Duchenne muscular dystrophy (DMD) is the most common form of progressive childhood muscular dystrophy associated with weakness of limbs, loss of ambulation, heart weakness and early death. The mutations causing either loss-of-expression or function of the full-length protein dystrophin (Dp427) from the DMD gene are responsible for the disease pathology. Dp427 forms a part of the large dystroglycan complex, called DAPC, in the sarcolemma, and its absence derails muscle contraction. Muscle biopsies from DMD patients show an overactivation of excitation-contraction-coupling (ECC) activable calcium incursion, sarcolemmal ROS production, NHE1 activation, IL6 secretion, etc. The signalling pathways, like Akt/PBK, STAT3, p38MAPK, and ERK1/2, are also hyperactive in DMD. These pathways are responsible for post-mitotic trophic growth and metabolic adaptation, in response to exercise in healthy muscles, but cause atrophy and cell death in dystrophic muscles.
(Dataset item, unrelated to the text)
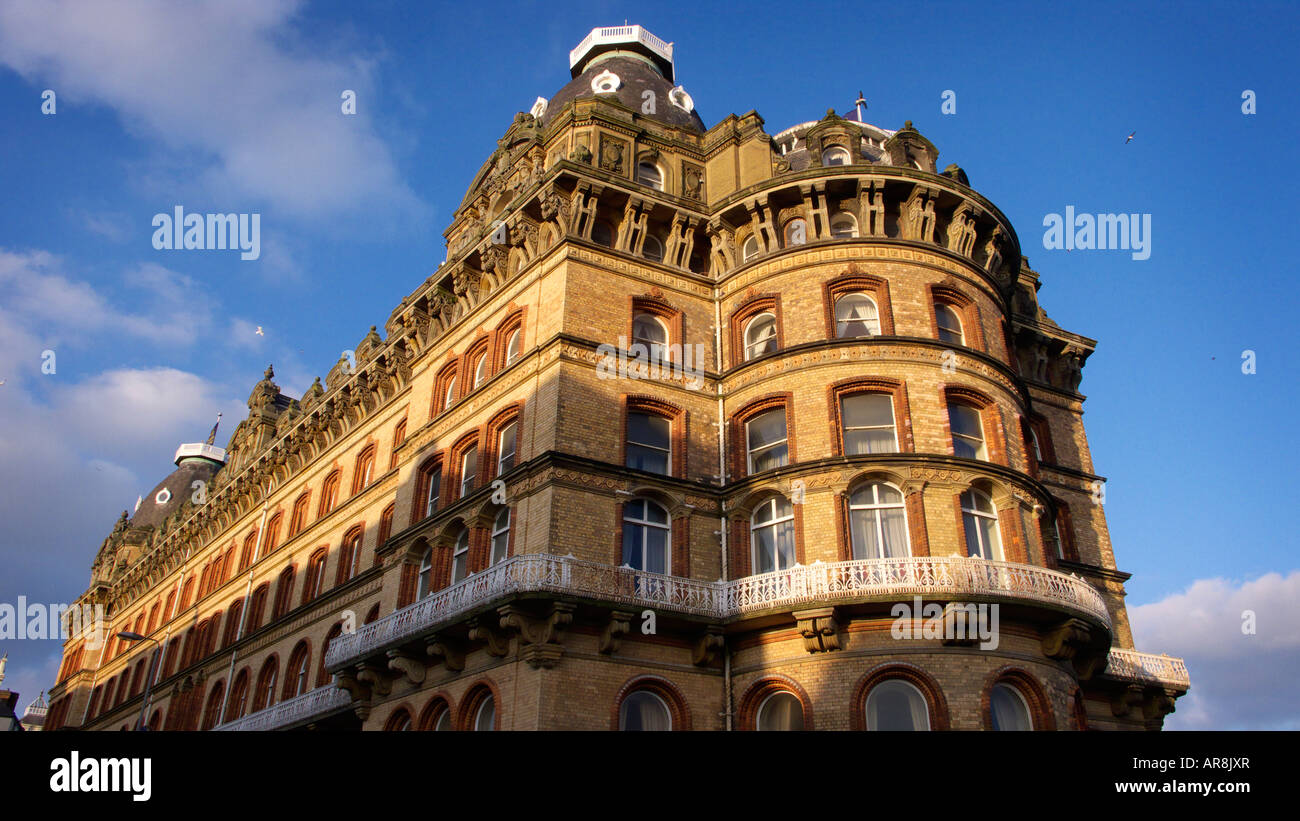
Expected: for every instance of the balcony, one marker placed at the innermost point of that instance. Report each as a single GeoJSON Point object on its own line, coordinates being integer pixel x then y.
{"type": "Point", "coordinates": [800, 586]}
{"type": "Point", "coordinates": [1148, 668]}
{"type": "Point", "coordinates": [312, 704]}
We hypothesize that the metabolic background of repressed glycolysis in DMD, as opposed to excess glycolysis seen in cancers or healthy contracting muscles, changes the outcome of these 'growth pathways'. The reduced glycolysis has been considered a secondary outcome of the cytoskeletal disruptions seen in DMD. Given the cytoskeleton-crosslinking ability of the glycolytic enzymes, we hypothesize that the failure of glycogenolytic and glycolytic enzymes to congregate is the primary pathology, which then affects the subsarcolemmal cytoskeletal organization in costameres and initiates the pathophysiology associated with DMD, giving rise to the tissue-specific differences in disease progression between muscle, heart and brain. The lacunae in the regulation of the key components of the hypothesized metabolome, and the limitations of this theory are deliberated. The considerations for developing future therapies based on known pathological processes are also discussed.

分享 分享
微信好友 朋友圈 QQ好友 复制链接
本刊更多论文
杜氏肌萎缩症的基本病理是由糖原溶解失败引起的吗?
杜氏肌营养不良症(DMD)是进行性儿童肌营养不良症最常见的形式,与四肢无力、行走能力丧失、心脏虚弱和早期死亡有关。导致DMD基因全长肌营养不良蛋白(Dp427)表达缺失或功能缺失的突变是导致该疾病病理的原因。Dp427在肌膜中构成了一种叫做DAPC的大型糖醛酸复合物的一部分,它的缺失导致了肌肉收缩。DMD患者的肌肉活检显示兴奋-收缩-耦合(ECC)激活的钙侵入、肌层ROS产生、NHE1激活、il - 6分泌等过度激活。Akt/PBK、STAT3、p38MAPK和ERK1/2等信号通路在DMD中也异常活跃。这些途径负责有丝分裂后营养生长和代谢适应,以响应健康肌肉的运动,但在营养不良肌肉中导致萎缩和细胞死亡。我们假设DMD中糖酵解抑制的代谢背景,与癌症或健康收缩肌肉中看到的糖酵解过量相反,改变了这些“生长途径”的结果。糖酵解的减少被认为是DMD中细胞骨架破坏的次要结果。鉴于糖酵解酶的细胞骨架交联能力,我们假设糖原分解酶和糖酵解酶聚集的失败是主要病理,然后影响costameres的肌下细胞骨架组织并启动与DMD相关的病理生理,导致肌肉、心脏和大脑之间疾病进展的组织特异性差异。在假设的代谢组的关键成分的调节的空白,和这一理论的局限性审议。本文还讨论了基于已知病理过程发展未来治疗的考虑。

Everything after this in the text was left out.